『ポジショニング』という言葉を耳にしたことはあるだろうか。金融や投資業界ではしばしば用いられるこの言葉だが、近年では業種問わず「自身の意見や立ち位置を明らかにし、それに沿った行動をとる」という意味合いで使われるのを目にする。これに転じて、『事業運営におけるポジショニングとは』について考えた末、我々は次のように定義している。


商品・サービスの強みを理解し、その強みを活かせる状態にあること
(あるいはその状態にもっていくこと)

本記事では、このポジショニングが事業を運営する上でいかに重要かについて掘り下げ、事例を交えて紹介する。ぜひとも参考の上で、自社の置かれている状況を見直すきっかけとしてほしい。

1.ポジショニングが事業を左右する

1‐1.ポジショニングができない企業の危険性

ポジショニングができていない状態とは、すなわち「商品・サービスの強みを把握できていない」もしくは「強みを活かせる状態にない」ということ。この場合、当然のことながら、下記のような状態になりやすい。

  • 他社との差別化ができない
  • ユーザーの目に留まらない
  • 価格競争に陥る

もしあなたの会社がこの状態にある中で広告費を投入したとする。その広告は会社の商品・サービスの強みを表現することなく、誰の記憶にも残らないままただユーザーの目を通り抜けていくことだろう。これでは、せっかく投じた広告費はたれ流し状態となり、大切な予算を捨てたも同然である。このような状況で他社よりよい商品・サービスを生み出せるだろうか?そんなはずもなく、収益はただただ悪化する一方だろう。

1-2.ポジショニングによって生み出されるもの

では反対に、ポジショニングができた場合に生み出されるメリットについて考えてみる。我々は「少なくとも」下記の点でメリットが生み出されると考えている。

  • 集客数の増加
  • コンバージョン率の増加
  • 広告費の削減
  • 顧客獲得単価の削減

それぞれについて解説していこう。
(この辺りは一般論のため、すでに知識がある方には鍵となる2章から読んでもらいたい)

1-2-1.集客数

まず、集客数の増加について。集客に重要なのはただ一つ「いかにユーザーをひきつけるか(ユーザーの目にとまるか)」のみである。言い換えると、目にとまりさえすれば必ず集客数は増えるわけである。では、目にとまるか否かはなにに影響されるのだろうか。ユーザーの気持ちになって考えてみよう。

  • 目新しい情報であること
  • 検索した際に上位に表示されていること
  • 自身が求めている情報に近い見出しであること

ざっとこの辺りだろうか。

1点目の目新しさは、他に比べて情報の差別化ができているか否か、ということであるが、商品・サービスそのもののポジショニングができていれば自ずと差別化につながる。

2点目の上位検索については、SEOやリスティング広告など、運用の中でポジショニングができていれば解決できる。

3点目の求めている情報に近い見出しかについては、そもそもユーザーのニーズを捉えているかによるわけだが、1点目と2点目さえできていれば、自ずとニーズに刺さる見出しを打ち出せるものである。

すなわち、各プロセスにおいてポジションさえ取れれば、簡単に集客できるのである。

1-2-2.コンバージョン率

次に、コンバージョン率の増加について。

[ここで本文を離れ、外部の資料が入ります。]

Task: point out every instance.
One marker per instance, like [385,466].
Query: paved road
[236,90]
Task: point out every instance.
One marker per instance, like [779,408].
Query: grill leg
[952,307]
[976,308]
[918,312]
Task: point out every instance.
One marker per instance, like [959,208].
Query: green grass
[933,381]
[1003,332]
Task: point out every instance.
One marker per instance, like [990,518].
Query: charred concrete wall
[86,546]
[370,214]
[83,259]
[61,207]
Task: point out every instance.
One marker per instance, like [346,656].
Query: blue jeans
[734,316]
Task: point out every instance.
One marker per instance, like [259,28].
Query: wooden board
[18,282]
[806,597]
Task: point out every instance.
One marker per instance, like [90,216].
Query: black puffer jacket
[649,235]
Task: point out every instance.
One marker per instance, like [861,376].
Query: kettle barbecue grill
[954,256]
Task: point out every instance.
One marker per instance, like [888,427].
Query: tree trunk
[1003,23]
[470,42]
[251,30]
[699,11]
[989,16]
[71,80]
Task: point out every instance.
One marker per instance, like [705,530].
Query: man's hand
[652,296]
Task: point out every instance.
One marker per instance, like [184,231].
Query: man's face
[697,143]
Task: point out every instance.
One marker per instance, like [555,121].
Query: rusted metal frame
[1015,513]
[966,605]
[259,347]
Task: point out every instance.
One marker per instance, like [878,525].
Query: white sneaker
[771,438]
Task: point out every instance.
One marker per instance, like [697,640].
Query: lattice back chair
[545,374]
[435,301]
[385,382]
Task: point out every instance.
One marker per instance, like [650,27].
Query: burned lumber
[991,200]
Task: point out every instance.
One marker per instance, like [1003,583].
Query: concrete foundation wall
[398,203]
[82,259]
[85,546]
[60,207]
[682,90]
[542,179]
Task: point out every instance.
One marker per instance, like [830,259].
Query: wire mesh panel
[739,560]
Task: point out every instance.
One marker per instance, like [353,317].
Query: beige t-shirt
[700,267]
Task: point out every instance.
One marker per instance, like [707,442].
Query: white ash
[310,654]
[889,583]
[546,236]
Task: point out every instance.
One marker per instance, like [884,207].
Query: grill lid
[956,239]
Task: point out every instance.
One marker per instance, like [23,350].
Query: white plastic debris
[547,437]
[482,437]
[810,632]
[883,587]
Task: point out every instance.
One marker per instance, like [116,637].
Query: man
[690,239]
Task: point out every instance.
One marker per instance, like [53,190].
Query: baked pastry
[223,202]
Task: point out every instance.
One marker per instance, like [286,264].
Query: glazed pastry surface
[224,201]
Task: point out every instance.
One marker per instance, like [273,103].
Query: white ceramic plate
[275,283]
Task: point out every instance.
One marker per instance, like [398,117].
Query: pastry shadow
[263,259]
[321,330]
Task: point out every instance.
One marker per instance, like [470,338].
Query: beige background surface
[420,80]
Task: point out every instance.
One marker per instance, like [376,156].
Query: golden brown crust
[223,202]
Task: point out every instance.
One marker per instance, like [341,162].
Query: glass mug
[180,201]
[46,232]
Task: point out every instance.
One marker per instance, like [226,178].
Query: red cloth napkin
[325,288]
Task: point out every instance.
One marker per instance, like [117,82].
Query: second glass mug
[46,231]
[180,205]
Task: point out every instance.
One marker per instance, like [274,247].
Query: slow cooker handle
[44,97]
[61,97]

各商品・サービスや各会社によってコンバージョンの定義は異なるが、Web業界におけるコンバージョンとは、Webサイトの運営者が設定している「成果」を、アクセスしてきたユーザーが達成することを指すことが一般的である。

またコンバージョン率(CVR)は通常

コンバージョン率(%) = コンバージョン数 ÷ 訪問ユーザー数(集客数)

で算出されるが、簡単にいえば、Webサイトを訪問したユーザーに対していかに多くコンバージョン(成果)に結びつけたかという指標である。

例えば、コンバージョンを「問い合わせ」と定義している不動産仲介業者がいるとして、サイト訪問者数と問い合わせ数によるコンバージョン率の例は下記のようになる。

サイト訪問者 100名:問い合わせ 1名 → コンバージョン率 1.0%
サイト訪問者 200名:問い合わせ 1名 → コンバージョン率 0.5%
サイト訪問者 200名:問い合わせ 3名 → コンバージョン率 1.5%

例を見てもらうと分かるように、サイト訪問者数(集客数)が上がれば良いかというとそうではない。訪問者数が増えても、問い合わせ(コンバージョン)が増えなければ、当然ながらコンバージョン率も増えないのである。では、コンバージョン率の増加にポジショニングがどのように影響するのだろうか。

 

コンバージョン率の増加のためにはいくつもの施策が考えられるが、基本となるのは、ユーザーが求めている情報を正しく伝達できているかである。あなたが情報提供者だとして、伝えたい情報を伝えるべきユーザーだけに伝えることができれば、コンバージョン率は必ず増加する。

あなたがポジショニングに注力し、商品・サービスの強みを正しく理解し、それを活かす方法を分かっていれさえすれば、必要なユーザーへ正しく情報伝達することなど、簡単なことである。

1-2-3.広告費

続いて、広告費の削減について。ここでは定量的に説明したほうが早いため、仮の事業をベースに説明する。早速だが、あなたはECサイト運営者だとして、サイト運営状況を以下のように仮定する。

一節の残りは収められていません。